We need increased funding for innovative research in neurologic diseases with an impact on higher cortical function, both at the NIH (especially NINDS, NIA, and NIMH) and the VA. There is also a specific need for more research into cognitive rehabilitation. We also need to maintain and consider expanding Medicare coverage for some health costs during research, which will make the process more practical.

Improve Access to Behavioral Neurology Diagnostics

While the heart of behavioral neurology remains cognitive service, new diagnostics complement the classic approach. We need to insure reimbursement for neuroimaging and neurophysiological studies of the brain, both structural and especially functional studies (e.g., fMRI, evoked potential, transcranial magnetic stimulation, etc.) when appropriately ordered by behavioral neurologists. We need access to coverage for new diagnostic tests, such as biomarkers when they become viable for clinical use. And we need to make certain that there is both covered access and non-discrimination for genetic testing for behavioral neurology disorders.

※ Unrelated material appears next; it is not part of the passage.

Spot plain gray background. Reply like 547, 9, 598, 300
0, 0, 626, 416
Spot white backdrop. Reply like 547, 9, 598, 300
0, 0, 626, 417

Behavioral Neurology Advocacy—What You Can Do

Volunteer for Academy advocacy activities: When you receive an Academy Grassroots Advocacy Action Alert on your email, take a few minutes to answer. If you miss one, you can always go online through Vocus. Attend Neurology on the Hill, and show Capitol Hill you care. Apply for advocacy training through the Academy's Palatucci Advocacy Leadership Forum. Take a year to be the next Viste Public Policy Fellow.

Educate lawmakers: Teach about behavioral neurology in every encounter, and explain why it is both special and valuable

Support neurology-patient advocacy coalitions: Examples of such coalitions include the Florida NeuroAlliance, and the Michigan Dementia Coalition.

Keep the behavioral neurology section informed: Become an active participant on the behavioral neurology section list serve and keep your leadership and fellow members informed about the legislative issues you encounter, and attend the behavioral neurology section meetings at the Annual Meeting to speak about advocacy important to behavioral neurology.

Help behavioral neurology provide information to the Academy: Regularly comment and provide supporting information to the behavioral neurology section relevant to Academy legislative initiatives impacting behavioral neurology.

Many of the issues and methods for success in behavioral neurology advocacy are those of neurology as a whole, but as one of the fields at the heart of neurologic tradition, behavioral neurology feels these shared needs poignantly. It is the hope of behavioral neurology that all neurologists will join us in our mission to advocate for the preservation of neurology in the twenty-first century.

Author Disclosure

Within the past five years, Dr. Finney has received research support from Novartis for his work as site principal investigator for a study of the Exelon patch in Alzheimer's disease participants.